Cette révocation lui permit du moins de revenir aux activités scientifiques que ses fonctions administratives ne lui avaient plus permis d'exercer (il faut noter toutefois que, même Recteur, il avait toujours conservé une participation à l'enseignement des mathématiques car, pédagogue remarquable, il ne voulait par rompre avec la pratique du métier). Nommé à la Faculté des Sciences de Paris, où il est chargé d'un cours d'Arithmétique. En 1945, il est élu dans la Chaire d'Arithmétique et Théorie des nombres. A ce titre, il dirige de nombreuses thèses, en particulier celles de nos futurs collègues R. Descombes et G. Poitou.

En 1949, il succède à J. Cabannes comme doyen de la Faculté, et a de nouveau l'occasion de faire preuve de ses qualités d'administrateur, notamment en préparant le départ de la Faculté pour la Halle aux vins.

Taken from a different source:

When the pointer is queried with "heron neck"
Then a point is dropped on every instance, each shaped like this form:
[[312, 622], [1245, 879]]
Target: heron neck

La retraite, en 1954, n'interrompt pas totalement ses activités ; il continue à présider le B.U.S ; il dirige la "Commission Châtelet" chargée de rénover les programmes des classes préparatoires ; il préside la Fondation "Sematorium des étudiants de France". Engagé politiquement à gauche, il est le candidat de l'opposition lors de la première élection présidentielle de la Vème République.

A cette époque, nous avons eu l'occasion de le revoir à Lille de temps à autre, pour participer à un colloque ou à un séminaire ; il était heureux d'y retrouver ses anciens collègues et ses anciens élèves.

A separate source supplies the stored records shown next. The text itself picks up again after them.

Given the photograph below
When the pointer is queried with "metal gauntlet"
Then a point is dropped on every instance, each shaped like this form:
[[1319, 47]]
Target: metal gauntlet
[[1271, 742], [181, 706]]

Ces travaux mathématiques ont été comme objet principal de la théorie des nombres, mais il s'est intéressé à beaucoup d'autres domaines, et il a été un des animateurs de la revue "l'Enseignement mathématique".

Il avait épousé en 1909 Marguerite Brey, et de ce mariage devait naître neuf enfants, dont trois au moins ont joué un rôle important dans notre région : François Châtelet a commencé sa carrière de mathématicien comme assistant à Lille, Jean Châtelet a été proviseur au lycée d'Arras avant d'être inspecteur général, le benjamin Albert Châtelet fut conservateur du Musée des Beaux Arts de Lille.

Décédé le 30 juin 1960 des suites d'une opération, Albert Châtelet a laissé le souvenir d'un grand mathématicien, qui a été aussi un grand administrateur et un homme de coeur, dont la brillante carrière n'avait pas altéré la simplicité foncière, la bienveillance et la générosité.